January 11, 2022
It was exactly 58 years ago on Tuesday that the U.S. Public Health Service released a report linking cigarette smoking to cancer. Spearheaded by Surgeon General Luther Terry, the document was based on 7,000 articles that warned about the negative health impacts of tobacco.
Today, the groundbreaking report is considered the nation's first punch in its ongoing battle against nicotine use.
Before then, cigarettes were a mainstay of American society and tobacco advertisements adorned the nation's billboards, airwaves and television screens. Many claimed there were no negative health impacts associated with the habit.
Over the remainder of the 1960s, the U.S. Congress passed two laws which banned cigarette advertising in broadcast media, required health warnings on cigarette packaging and called for an annual report on the health consequences of smoking.
Smoking rates have declined precipitously since then. Back in 1965 over 42% of American adults smoked cigarettes according to the American Lung Association. That number was down to about 19% in 2011 and is now just under 14%.
One of the main forces behind the 1964 study's release was then U.S. Surgeon General Luther Terry.
The Alabama native was nominated to the position by President John F. Kennedy in 1961. After he retired from government service in 1965, he moved to Philadelphia where he managed the University of Pennsylvania's health science programs and became a professor.
Terry spent his last few years working at the company that would eventually become Aramark – which is headquartered along the Schuylkill River at 2400 Market Street – before he died of a heart attack in 1985.
In Philadelphia, adult smoking rates are slightly higher than the national average but still declining. Roughly 19% of adults in the city smoked cigarettes in 2019, which was down from over 25% in 2011.

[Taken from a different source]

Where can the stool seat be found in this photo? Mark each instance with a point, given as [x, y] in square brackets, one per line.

The city's Department of Public Health found that declines in smoking between 2011 and 2019 were largest amongst Philadelphia's non-Hispanic Black population. Twenty-five percent of the city's Black women smoked between 2011 and 2015, while just 19% smoked between 2016 and 2019. For Black men, the rate dropped from 30% to 25% over the same periods.
But in Philly, a person's economic status is a better indicator of their smoking habits than their race, according to the city's DOH.

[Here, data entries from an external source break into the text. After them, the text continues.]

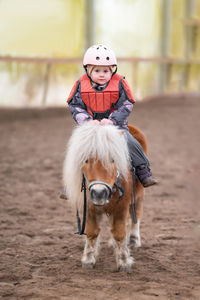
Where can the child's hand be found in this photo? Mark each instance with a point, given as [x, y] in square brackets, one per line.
[106, 121]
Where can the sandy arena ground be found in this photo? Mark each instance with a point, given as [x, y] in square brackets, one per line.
[39, 252]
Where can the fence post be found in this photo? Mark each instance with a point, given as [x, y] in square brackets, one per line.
[46, 83]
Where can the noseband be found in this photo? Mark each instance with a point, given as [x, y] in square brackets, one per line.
[112, 189]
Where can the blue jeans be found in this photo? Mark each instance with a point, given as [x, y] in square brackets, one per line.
[137, 155]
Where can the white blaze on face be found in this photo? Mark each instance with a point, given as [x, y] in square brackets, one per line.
[99, 194]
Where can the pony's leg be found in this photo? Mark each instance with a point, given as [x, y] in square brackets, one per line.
[135, 239]
[122, 253]
[92, 244]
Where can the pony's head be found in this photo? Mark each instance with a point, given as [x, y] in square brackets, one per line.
[100, 154]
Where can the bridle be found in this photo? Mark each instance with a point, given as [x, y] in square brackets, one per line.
[112, 189]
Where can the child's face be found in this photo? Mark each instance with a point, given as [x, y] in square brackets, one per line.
[101, 74]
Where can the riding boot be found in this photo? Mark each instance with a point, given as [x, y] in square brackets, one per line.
[63, 194]
[145, 176]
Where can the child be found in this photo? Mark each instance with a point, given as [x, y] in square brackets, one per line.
[101, 95]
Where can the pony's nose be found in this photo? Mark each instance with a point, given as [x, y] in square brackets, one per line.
[99, 194]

Philadelphia residents with incomes of 150% or less than the federal poverty line are about 20% more likely to smoke than those with incomes of 300% or more of the federal poverty line.
In many ways, teens are the most important demographic when it comes to smoking prevention, as they often carry their habits from adolescence into adulthood.
In 2019, Philadelphia found that just 2% of high schoolers smoked cigarettes, which was down from nearly a quarter in 1999. That's even lower than the 4.6% reported nationwide in 2020 by the CDC.
But cigarettes are an old-fashioned way to consume nicotine, and nowadays many public health officials are more worried about teens vaping.
Nearly 20% of the nation's middle and high schoolers reported vaping nicotine at least once in 2021 according to the CDC. In 2019, Philly's DOH found that 7% of the city's youth vaped while just 2% smoked cigarettes and 4% used other forms of tobacco. In the same year, 9% of Philly adults reported using e-cigarettes
Many public health officials believe the seemingly endless number of flavors one can pick when vaping, many of which simulate the flavor of candy or other sweet treats, are a covert way for the nicotine industry to market to the nation's youth.
Of the more than 2 million American school kids who reported using an e-cigarette in 2021, 8 in 10 used a device featuring flavoring.
As a result, a wave of laws similar to the ones targeting cigarettes were passed against vaping in recent years.
In Pennsylvania, tobacco of any kind – including e-cigarettes – can't be sold to anyone younger than 21 and are subject to a 40% tax.
Philadelphia has some of its own regulations around smoking, including laws which require most tobacco outlets in the city to have a special license. Additionally, the city has limited the sale of non-tobacco-flavored products with a nicotine content of more than 20 milligrams per milliliter to adult-only stores.
In New Jersey, regulations on cigarettes are similar but the rules surrounding vaping are a little bit tougher. The state outlawed all flavored vapor products in 2020 because of their appeal to children.